Неловко спрыгнув, минуя ненадёжную лесенку, одеревеневшими ногами на землю, Вика не сразу ощутила её твёрдую устойчивость, но разбираться с послеполётным состоянием было некогда – из самолёта уже подавали вещи, а Сашка заполошно кричал, куда их складывать в кучу поодаль. К самолёту уже подваливала толпа обратных нетерпеливых пассажиров, и каждый старался влезть первым, хотя и без отталкивания места хватало всем. Вика с любопытством разглядывала здешних, не видя особой разницы между теми, от которых сбежала аж на самый краешек земли, и этими, устремившимися, закусив удила, в жерло тамошней разлагающей цивилизации.

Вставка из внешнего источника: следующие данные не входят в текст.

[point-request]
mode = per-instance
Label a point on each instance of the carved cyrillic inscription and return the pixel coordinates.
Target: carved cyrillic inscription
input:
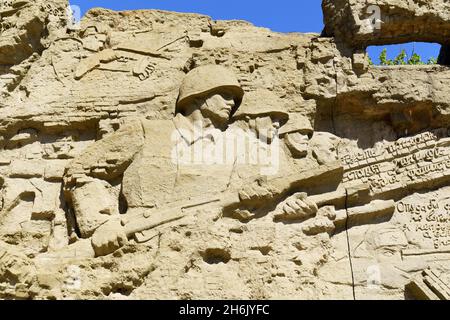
(407, 162)
(431, 219)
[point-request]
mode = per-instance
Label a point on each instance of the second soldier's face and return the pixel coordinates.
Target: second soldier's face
(218, 108)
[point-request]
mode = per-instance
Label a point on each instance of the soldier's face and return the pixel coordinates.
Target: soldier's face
(218, 107)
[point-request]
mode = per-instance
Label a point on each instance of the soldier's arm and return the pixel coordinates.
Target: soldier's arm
(107, 159)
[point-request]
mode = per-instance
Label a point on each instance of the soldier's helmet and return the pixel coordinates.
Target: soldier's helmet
(262, 103)
(204, 80)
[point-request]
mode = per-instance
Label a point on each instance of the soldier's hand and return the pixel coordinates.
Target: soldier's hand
(296, 207)
(108, 238)
(259, 190)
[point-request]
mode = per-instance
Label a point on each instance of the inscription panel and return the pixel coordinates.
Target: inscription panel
(430, 218)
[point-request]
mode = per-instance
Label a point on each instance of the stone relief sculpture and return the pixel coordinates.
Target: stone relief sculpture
(154, 154)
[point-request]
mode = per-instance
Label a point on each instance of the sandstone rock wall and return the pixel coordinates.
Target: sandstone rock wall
(383, 212)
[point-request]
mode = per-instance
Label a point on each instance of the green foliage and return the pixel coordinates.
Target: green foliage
(403, 59)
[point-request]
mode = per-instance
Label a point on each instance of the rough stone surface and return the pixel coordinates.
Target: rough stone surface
(94, 207)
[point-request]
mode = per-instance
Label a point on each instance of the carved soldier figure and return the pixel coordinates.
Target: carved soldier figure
(142, 152)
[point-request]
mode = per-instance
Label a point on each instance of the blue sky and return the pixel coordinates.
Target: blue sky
(278, 15)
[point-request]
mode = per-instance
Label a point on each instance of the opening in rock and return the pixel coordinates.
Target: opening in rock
(412, 53)
(216, 256)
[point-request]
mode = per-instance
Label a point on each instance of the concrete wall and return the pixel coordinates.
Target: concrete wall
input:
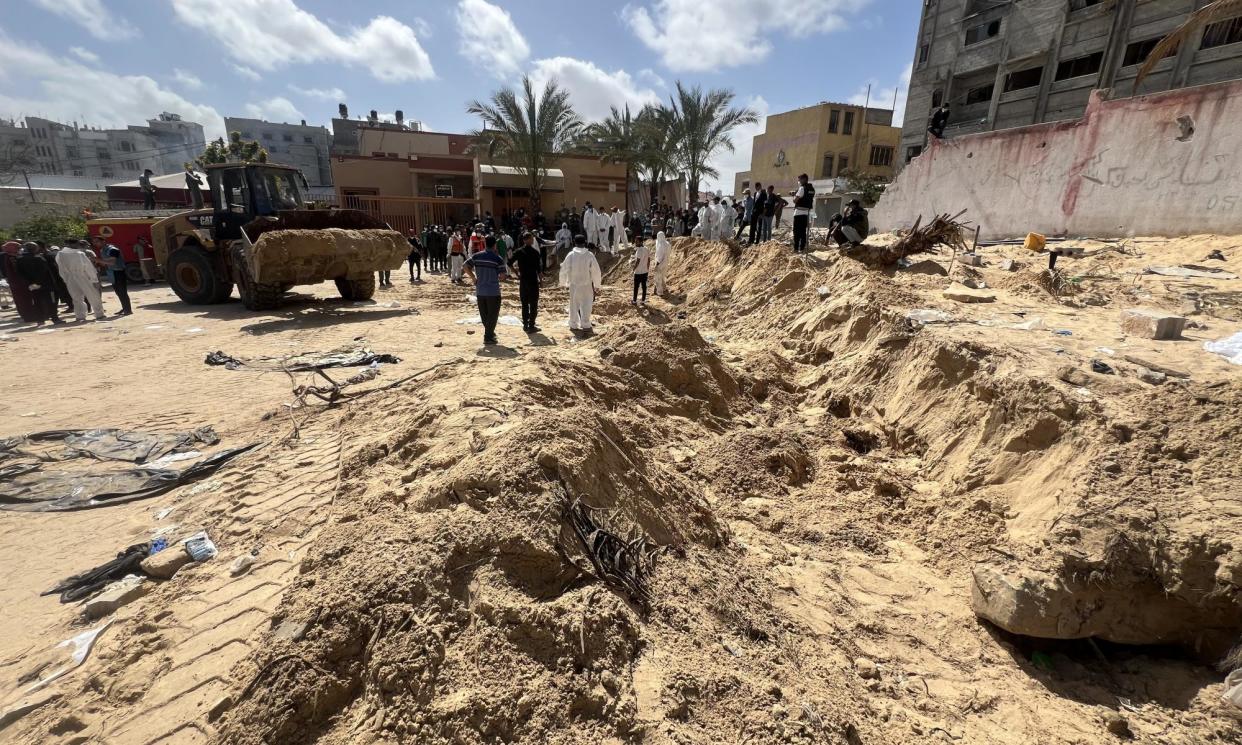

Вот, неловко ковыляя на высоченных каблуках-шпильках, торопится, отстав, худосочная жертва оздоровительной диеты в коротком цветном платьице с обещающими приличными вырезами спереди и сзади, прикрытыми легчайшей косынкой, не скрывающей, а привлекающей внимание к тому, что скрыто. Худые белые-белые ноги и полуприкрытые тощие бёдра подвергнутся такому плотному обжигу, что придётся, стеная, почти весь отпуск обтирать-затирать специально приготовленной импортной ю-эс-амовской мазью, сделанной в одной из китайских деревушек. А пока дурёхе придётся изрядно помёрзнуть в железном самолётике, и, может быть, из неё испарится часть дури. И куда лезет, барбара? Так хочется, неймётся, аж невтерпёж, покрасоваться, показаться, приобщиться к теледивам! Макуша без коробочки! Да там такими как ты все пляжи усеяны, ногу поставить негде. Давай, давай, двигай, недозрелый продукт провинциальной цивилизации. Обожжёшься – плакать будешь.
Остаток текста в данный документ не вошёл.